As he and Oneyed sat down Jorgenson asked, “So does the cost of assistance come out of our pay or what?”
The look they gave each other before replying told him far more than anything they said. “That is not up to us. Do you have the code?”
Jorgenson didn’t bother to pass the sapphire to them discreetly since all the Griefers had noticed them by now and were looking intently at the exchange. Taking the gem one of them took out a magnifying glass which he used to look over the gem. “This is it. Our employer thanks you for your services.” he said after a moment of scrutiny and handed Jorgenson an emerald. “This holds the account information for your payment.”
It was at this moment that one of the Griefers decided to approach them, but before he could do anything beyond barking for their attention several loud explosions sounded in the distance. The direction being where the Longjohn had sailed from and where they had left the rest of the Griefer fleet. Then another explosion, much closer than the others and from the other direction, rocked the tavern. Before it had even finished the rest of the Longjohn crew filed in. One of them, M@rstenGirl, approached the table carrying a glowing green skull. Upon seeing the two Asian men Jorgenson was meeting she glanced at him before passing him the skull and stepping back. With the skull in hand Jorgenson thanked her then asked the two middlemen, “So I heard you were paying double for Griefer loot, that true?”
Examining the skull with his magnifying glass the middleman jumped back in shock, took out another emerald and said. “Deal!”
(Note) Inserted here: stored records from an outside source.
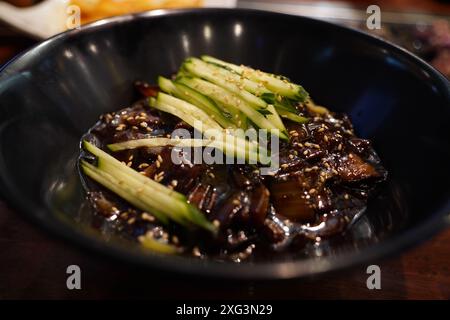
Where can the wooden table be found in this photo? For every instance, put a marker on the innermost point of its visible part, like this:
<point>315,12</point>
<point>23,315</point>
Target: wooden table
<point>33,265</point>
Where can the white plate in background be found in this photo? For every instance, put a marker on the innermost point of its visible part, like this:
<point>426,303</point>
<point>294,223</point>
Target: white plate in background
<point>48,18</point>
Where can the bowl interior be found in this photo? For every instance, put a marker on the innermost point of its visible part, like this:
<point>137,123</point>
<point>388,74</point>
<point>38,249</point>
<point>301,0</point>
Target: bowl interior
<point>50,96</point>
“Hey, you bastards that’s ours!” Cried the Greifer who had tried to approach them earlier. He never had the chance to do anything about it though as one of Jorgenson’s crew planted an axe in his head.
“For booty and Valhalla!” Jorgenson shouted the battle cry of the Longjohn Vikings. They may have been outnumbered, but since Viking builds were better for melee than pirate builds, they had them outgunned. It was a slaughter as his crew, debt free and rich, gleefully went at the Griefers.